A: Originally published as “Tarzan of the Apes” in 1912, the story [by Edgar Rice Burroughs] became very popular, and by 1918, the silent film “Tarzan of the Apes” graced movie palaces across the country. The admiration for “Tarzan” continued into the 1940s, with over 20 book sequels, and the character become ensconced in our public imagination. I don’t see how the latest Tarzan movie, released in July of 2016, can change people’s views about issues of race when it relies on centuries-old racist tropes.

The latest Tarzan film does bow to some political correctness by inserting a black character, played by Samuel Jackson. The character represents an actual historical figure George Washington Williams, who authored the first definitive history of Black America: The History of the Negro Race in America, 1619-1880, and who addressed King Leopold II [of Belgium] about genocide in the Congo. In the film, we do not learn about the true life of Williams, but rather we see Williams reduced to a sidekick character who goes to Tarzan to ask him for help in alleviating the Congolese atrocities. On the other hand, we also have the supremely racist white person for the White Hero to bring down and to prove that he’s really not racist the Belgium industrialist “Rom” [played by Christoph Waltz], who does his job as the evil, racist, white guy quite well.

Q: You’ve said in your study of such films that both white and minority audiences are often satisfied by these films, but described that as “dangerous.” Why?

A: I see these films as what we call “hegemonic” in that they garner our consent to these fictitious narratives. That is, many audiences either believe these tales are real, especially when the beginning of the film runs the phase “based on a true story, or they take these films as either accurately representing or honoring specific inter-racial relations in which there is no agency, freedom, justice, or even as thought that comes from people of color. Rather, all social uplift comes from a white paternal figure. That’s a dangerous narrative, because it is a form of white supremacist logic that is not as overt or hateful on its surface, but is papered over with the patina of assistance and help, but nevertheless remains racially unequal to its core. While the majority of movie-goers are white, WSFs generally do very well at the box office across demographics, and especially during Oscar season.

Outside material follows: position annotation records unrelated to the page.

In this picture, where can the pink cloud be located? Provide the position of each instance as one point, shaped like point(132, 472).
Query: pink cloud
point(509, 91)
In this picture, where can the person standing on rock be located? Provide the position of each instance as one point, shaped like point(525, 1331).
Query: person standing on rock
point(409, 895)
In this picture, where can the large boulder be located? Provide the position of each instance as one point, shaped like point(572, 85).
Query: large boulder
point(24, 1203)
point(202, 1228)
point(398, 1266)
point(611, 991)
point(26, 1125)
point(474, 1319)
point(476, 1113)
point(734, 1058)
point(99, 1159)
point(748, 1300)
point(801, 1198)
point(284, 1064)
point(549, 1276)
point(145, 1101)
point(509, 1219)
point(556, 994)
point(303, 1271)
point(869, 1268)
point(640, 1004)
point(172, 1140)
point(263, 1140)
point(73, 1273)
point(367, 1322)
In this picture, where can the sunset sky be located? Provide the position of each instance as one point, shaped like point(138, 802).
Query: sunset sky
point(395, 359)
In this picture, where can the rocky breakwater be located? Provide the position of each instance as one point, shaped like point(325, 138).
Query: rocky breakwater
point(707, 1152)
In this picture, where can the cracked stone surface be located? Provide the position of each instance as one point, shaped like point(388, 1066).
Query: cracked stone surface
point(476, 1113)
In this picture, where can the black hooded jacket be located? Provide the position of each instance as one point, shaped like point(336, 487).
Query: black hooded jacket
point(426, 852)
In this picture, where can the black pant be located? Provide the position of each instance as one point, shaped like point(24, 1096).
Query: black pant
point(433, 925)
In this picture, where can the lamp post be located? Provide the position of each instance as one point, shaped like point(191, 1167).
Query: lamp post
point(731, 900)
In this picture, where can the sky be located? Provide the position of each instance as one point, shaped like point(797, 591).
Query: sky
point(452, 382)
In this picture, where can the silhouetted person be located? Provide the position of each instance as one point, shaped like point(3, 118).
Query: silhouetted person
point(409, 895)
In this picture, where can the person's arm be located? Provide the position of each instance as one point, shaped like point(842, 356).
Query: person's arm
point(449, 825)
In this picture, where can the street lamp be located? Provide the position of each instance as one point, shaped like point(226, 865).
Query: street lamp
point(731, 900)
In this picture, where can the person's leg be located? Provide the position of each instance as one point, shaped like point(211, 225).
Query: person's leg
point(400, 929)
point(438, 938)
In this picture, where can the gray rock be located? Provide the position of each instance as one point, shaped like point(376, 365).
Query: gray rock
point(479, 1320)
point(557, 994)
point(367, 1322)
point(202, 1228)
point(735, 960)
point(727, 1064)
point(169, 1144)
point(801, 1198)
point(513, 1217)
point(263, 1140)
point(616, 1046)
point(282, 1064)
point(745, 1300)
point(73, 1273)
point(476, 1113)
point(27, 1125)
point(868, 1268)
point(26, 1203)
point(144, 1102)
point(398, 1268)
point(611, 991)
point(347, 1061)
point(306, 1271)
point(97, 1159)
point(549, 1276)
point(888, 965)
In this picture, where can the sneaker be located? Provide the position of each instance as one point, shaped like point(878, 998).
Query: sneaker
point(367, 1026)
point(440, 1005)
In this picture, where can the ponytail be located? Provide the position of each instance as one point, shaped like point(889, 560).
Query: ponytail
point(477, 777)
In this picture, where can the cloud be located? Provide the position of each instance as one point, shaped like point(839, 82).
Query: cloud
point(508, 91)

Q: In what is sometimes described as post-racial America, is there still an audience for white savior films?

A: Yes. Given the trepidation and disquiet experienced by whites’ place and purpose in the age of Obama, some might find it strange to turn to cinema. However, the social practice of consuming film has proved an efficacious strategy for promoting economic stability, stabilizing national identity, and endorsing both implicit and explicit racial messages. Entertainment and consumption have often been officially hailed as a solution or at least a distraction from the problems of the real world. Whether in “Dances with Wolves,” “Finding Forrester,” “Dangerous Mind,” “Gran Torino,” “Freedom Writers,” “The Last Samurai,” “The Blind Side,” or “Free State of Jones,” the based-on-a-true-story message is strikingly similar, and provides a roadmap for the navigation of race relations.